When one of the cousins heard the little tattletale gearing up to spill the beans, he sprinted over and whisked him away. A playful smack landed on the boy's behind. "You little traitor! If you sing, all our hard work's for nothing."

Orin, with a deadpan seriousness, retorted, "I wasn't going to snitch. I just wanted to tell Uncle lan that Aunt Clara's looking exceptionally stunning today."

Unable to hide his pride, lan curved his lips into a smug grin. "My bride's the most beautiful woman in the whole wide world."

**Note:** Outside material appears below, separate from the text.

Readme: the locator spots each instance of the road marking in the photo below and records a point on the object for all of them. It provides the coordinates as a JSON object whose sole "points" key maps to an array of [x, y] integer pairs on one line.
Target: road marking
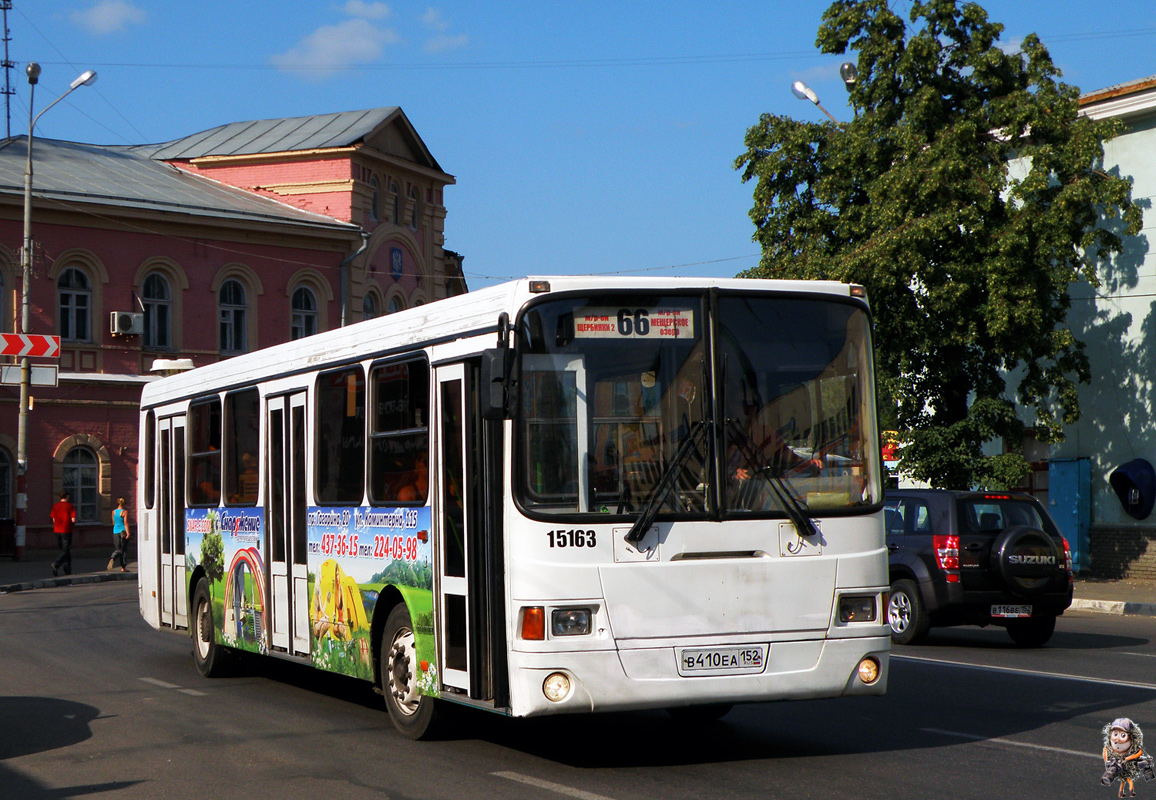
{"points": [[999, 740], [1035, 673], [561, 789]]}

Basking in the limelight, Edwin, in his crisp suit, approached. A mischievous smile played on his face. "Go on, strut your stuff. But you'll be crying later. I've got four lipstick marks here. Guess which one's Clara's, and you can go up. You get it wrong, and you're giving us a dance."

Chase was the first to raise his hand. "Dancing's a piece of cake. I'm a regular at the clubs. This won't faze me."

Roger, slightly annoyed, punched him lightly. "Cut the crap. Eddie's family now, you think this is just some ordinary dance?"

"What, you want me to strip and dance?"

The room erupted into laughter at his remark.

website on Gøøglᴇ to

an awkward laugh, "No way, I'm not even married yet. Can't let you

one's Sasha's. She's got those full lips. The

the third mark, "That's my wife's. Two left, you can't possibly guess

remaining two were similar, but

widened, "You sure? I thought that

lips are smooth. Even puckered,

snickered, "So sure, yet so wrong. This one is Clara's. Time for your

York cousins began to chant in unison, "Down! Down!

when they thought lan had really goofed up, Orin piped

hint, lan knew what was up. He leaped to his feet, pointing at Edwin's nose.